The first step of a genomically enhanced management strategy involves genomically testing all females in the herd, with the aim to select on indexes that include TWIN predictions (such as DWP$). Applying an appropriate level of selection pressure based on the index merit values (e.g., retain the top 80% of females every year, provided potential changes to the herd’s parity structure is economically viable) should result in genomic progress for TWIN along with production and wellness traits thus breeding a robust cow. Sire selection should consider the genomic merit for DWP$ and TWIN (high STAs) in order to minimize TWIN pregnancies. Coupled with Double Ovsynch protocols, this strategy should further reduce the incidence on TWIN on-farm. Optionally, the top 80% females retained annually on DWP$ could then be secondarily ranked on TWIN, and Double Ovsynch strategies employed for those with the lowest TWIN STAs, and/or those with the lowest STAs are only bred to bulls of a high TWIN STA merit (followed by sufficient early detection of TWIN via transrectal ultrasonography to inform future management decisions). In line with recommendations suggested by Lopez-Gatius (2020) [31], cows with a high index merit that are carrying twin calves may be candidates for pregnancy maintenance. However, given that previous twinning is a risk factor for future twinning events, such cows should ideally be bred to high index and TWIN merit bulls, after a DoubleOvsynch protocol implementation. In essence, a ‘coevolution’ of breeding and management strategies is required to establish a short-term and long-term sustainable solution to twinning in dairy herds.
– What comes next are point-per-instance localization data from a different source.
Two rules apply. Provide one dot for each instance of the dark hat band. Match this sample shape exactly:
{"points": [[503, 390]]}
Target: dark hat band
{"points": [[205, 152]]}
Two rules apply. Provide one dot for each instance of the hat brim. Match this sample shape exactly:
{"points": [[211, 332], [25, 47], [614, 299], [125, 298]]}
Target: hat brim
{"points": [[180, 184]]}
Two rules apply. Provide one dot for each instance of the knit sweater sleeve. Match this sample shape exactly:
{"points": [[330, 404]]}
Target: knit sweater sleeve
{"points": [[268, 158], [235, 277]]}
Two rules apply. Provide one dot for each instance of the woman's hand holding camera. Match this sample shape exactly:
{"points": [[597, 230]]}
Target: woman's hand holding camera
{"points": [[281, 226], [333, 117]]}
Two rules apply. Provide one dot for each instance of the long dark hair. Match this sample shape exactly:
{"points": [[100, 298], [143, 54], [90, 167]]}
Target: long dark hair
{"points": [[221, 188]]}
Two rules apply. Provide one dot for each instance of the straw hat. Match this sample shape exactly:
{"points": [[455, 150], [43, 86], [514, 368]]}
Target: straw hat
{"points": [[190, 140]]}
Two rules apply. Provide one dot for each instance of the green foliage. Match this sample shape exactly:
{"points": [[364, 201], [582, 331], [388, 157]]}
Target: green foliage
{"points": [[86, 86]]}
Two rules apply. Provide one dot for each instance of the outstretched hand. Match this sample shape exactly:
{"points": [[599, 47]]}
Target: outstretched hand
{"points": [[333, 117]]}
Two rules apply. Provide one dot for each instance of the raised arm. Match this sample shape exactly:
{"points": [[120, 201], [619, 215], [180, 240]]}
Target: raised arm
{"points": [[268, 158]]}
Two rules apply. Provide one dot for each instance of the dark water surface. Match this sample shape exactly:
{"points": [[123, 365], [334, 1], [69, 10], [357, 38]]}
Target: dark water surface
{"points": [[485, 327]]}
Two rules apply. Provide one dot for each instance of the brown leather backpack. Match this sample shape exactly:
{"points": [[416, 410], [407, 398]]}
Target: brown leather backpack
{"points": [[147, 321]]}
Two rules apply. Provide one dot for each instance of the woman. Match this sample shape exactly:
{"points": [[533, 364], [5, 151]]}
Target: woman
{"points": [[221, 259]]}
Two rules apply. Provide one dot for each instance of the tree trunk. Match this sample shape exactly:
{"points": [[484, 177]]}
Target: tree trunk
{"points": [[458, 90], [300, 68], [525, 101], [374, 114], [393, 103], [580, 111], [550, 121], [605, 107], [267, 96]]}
The TWIN and DWP$ predictions are a useful tool for dairy producers interested in using genetic(omic)ally enhanced strategies to improve their overall herd twin pregnancy incidence and profitability.

Our evaluation results are based on over one million producer-recorded twinning records, and over one million genotypes. Continuous data collection and inclusion of both new data from existing herds and historical data from new herds will increase the sampling depth in the Holstein population, simultaneously allowing for the variation in (g)PTA estimates observed to converge toward the true population variation, and reliability of records to increase given sufficient time. A concurrent and complementary approach when combining genetic(omic) tools and reproductive protocols ushers in the new era of precision management of dairy cattle, which should extract the maximum value of genetic(omic) predictions in relation to improving dairy wellness and herd sustainability.

5. Conclusions

This study showed that on-farm, producer-recorded twinning data can be successfully used in routine genetic and genomic evaluations for Holstein cattle. Moreover, the twinning predictions outputted by the evaluation have been demonstrated to effectively identify cows that are more genetically predisposed to experiencing twin pregnancies (regardless of reproduction protocol) when they enter the milking herd. Genetic correlations with Zoetis dairy reproduction wellness traits were low yet positive and indicate that they are controlled by the overall reproductive system of the cow. Successful inclusion of this trait in to a multitrait selection index whose aim is to improve the overall herd wellness and profitability offers a new selection tool for dairy reproduction and wellness improvement which was not available to producers until now. Using such a tool to drive on-farm genetic selection for improved reproduction and wellness traits will confer cumulative improvement of a herd’s reproductive and health status. In the shorter-term temporary relief offered by other management interventions (therapeutic or otherwise) currently available today can be used in tandem. Moreover, concurrent management interventions can complement genetic selection strategies to further reduce the risk/incidence of twinning in the herd concomitantly. The inclusion of novel reproduction traits such as twinning in a selection index offers producers a more comprehensive tool for selecting potentially more robust, sustainable and profitable animals.